Ms. Scofield learned that the old milk bottle had been built in 1933 by Arthur Gagner as a place to sell his homemade ice cream. It was well constructed, with yellow pine boards fitted tongue-in-groove and sliding French windows. In its better days it had colorful awnings and a bright red tin cap sitting on top. Known to most Tauntonians as simply “the Milk Bottle,” it became a local landmark. Eventually Mr. Gagner sold it and the building passed into the hands of the Sankey family, whose home was nearby. They ran the business until 1967. By then, merchants on Winthrop Street, also known as Route 44, were feeling the negative effects of the expanding post-World War II highway system that was diverting travelers around, rather than through, Taunton. The Sankeys closed the business and the milk bottle entered what certainly seemed like its twilight years.
And then along came Ms. Scofield, who although she didn’t have a plan for the building, knew that it should be preserved. In February, Robert Campbell, architecture critic for the Boston Globe, became aware of the situation and brought public attention to the decaying bottle. “Nothing is sadder than a lonely, unwanted 40-foot milk bottle,” wrote Campbell. “Ordinarily it would have been torn down. But for some reason it survived.”
The bottle’s luck took a dramatic turn for the better later in the spring. In March 1976, the Boston Redevelopment Authority entered the story when it announced that it would try to raise the estimated $50,000 necessary to purchase the bottle and make it functional again. A month later, upon the request of the BRA, the Massachusetts Historical Commission sent staff members down for a site visit. After looking it over, they reported that the structure was indeed historically significant, both architecturally and for its historical associations, and the Commission endorsed the bottle as eligible for placement on the National Register of Historic Places. Even better, in June the BRA announced that HP Hood, a longstanding Bay State milk company, was willing to foot the bill and then donate the building as a Bicentennial gift to the city of Boston, in return for the right to operate the business as a frozen yogurt stand.

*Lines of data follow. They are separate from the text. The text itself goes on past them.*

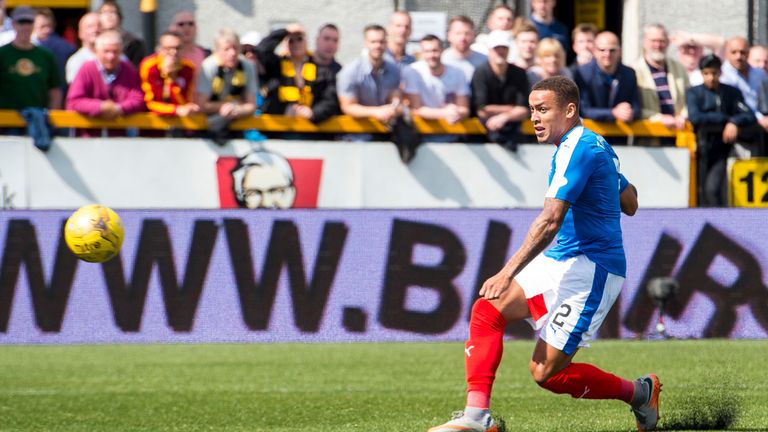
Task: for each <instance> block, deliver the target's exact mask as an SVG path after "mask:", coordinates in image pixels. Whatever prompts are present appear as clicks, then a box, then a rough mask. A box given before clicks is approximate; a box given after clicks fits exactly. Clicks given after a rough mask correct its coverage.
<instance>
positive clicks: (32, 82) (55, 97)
mask: <svg viewBox="0 0 768 432" xmlns="http://www.w3.org/2000/svg"><path fill="white" fill-rule="evenodd" d="M11 19H12V20H13V28H14V30H15V32H16V36H15V37H14V39H13V41H12V42H11V43H9V44H7V45H4V46H2V47H0V109H13V110H22V109H24V108H52V109H57V108H60V107H61V88H60V87H61V84H62V82H61V77H60V76H59V71H58V68H57V66H56V59H55V58H54V57H53V54H51V52H50V51H48V50H47V49H45V48H41V47H38V46H36V45H34V44H33V43H32V29H33V27H32V25H33V23H34V21H35V11H34V10H33V9H32V8H30V7H27V6H17V7H16V8H15V9H14V10H13V13H12V14H11Z"/></svg>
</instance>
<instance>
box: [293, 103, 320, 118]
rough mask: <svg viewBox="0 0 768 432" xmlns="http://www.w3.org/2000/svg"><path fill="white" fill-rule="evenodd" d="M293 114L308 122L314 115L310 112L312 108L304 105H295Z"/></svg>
mask: <svg viewBox="0 0 768 432" xmlns="http://www.w3.org/2000/svg"><path fill="white" fill-rule="evenodd" d="M294 114H295V115H296V117H301V118H305V119H308V120H311V119H312V116H314V115H315V113H313V112H312V108H310V107H308V106H304V105H297V106H296V109H295V111H294Z"/></svg>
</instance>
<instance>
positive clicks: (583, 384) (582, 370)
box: [530, 339, 661, 431]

But nothing is easy, and the project hit a snag in the early summer. The BRA had at first planned to site the refurbished bottle in an empty corner of Boston’s City Hall Plaza, but strong objections from the Plaza’s architects caused the mayor’s office to nix that idea. Other proposed waterfront sites met with similar objections from area merchants and residents.
The location problem was finally resolved in August, when Robert Spock, director of the Boston Children’s Museum, stepped up and suggested that the bottle be placed on the Congress Street Wharf, near the Museum’s new home that was soon to open in a building adjoining the Museum of Transportation. That was an ideal location, and the following December, Sankey’s old milk bottle left Taunton forever and headed for the Squantum section of Quincy, where it would be refurbished as a working refreshment stand.
Five months and 80,000 Hood dollars later, the 40-foot bottle, standing tall, was ready. On April 20, 1977, in what the press called the “Great Bottle Sail,” the reborn 15,000-pound behemoth was placed on a barge and with great ballyhoo brought into Boston Harbor. Decrepit no more, it was saluted by two Boston Fire Department boats and assorted pleasure craft as it passed majestically through traffic toward the city’s waterfront. To one deeply impressed Boston newspaperman, it was even reminiscent of Cleopatra navigating the Nile.
Upon arrival at the Congress Street Wharf, the bottle was lifted from the barge and positioned in its new home. Someone figured out that if it were a real bottle, it could hold 58,620 gallons of milk. That would make it, said one company executive, Hood’s biggest delivery.
Sankey’s old milk bottle has stood adjacent to the Children’s Museum for forty-four years now, exactly as long as it lasted on Winthrop Street in Taunton. This past October, a renovation project was completed giving the bottle new awnings, windows and a refurbished lighting system. As summer approaches, it’s ready for yet another season.
Ed. Note: A similar milk bottle restaurant was built in Raynham, Mass. in 1925. At 56-feet high, it still stands at 785 Broadway (Rte. 138).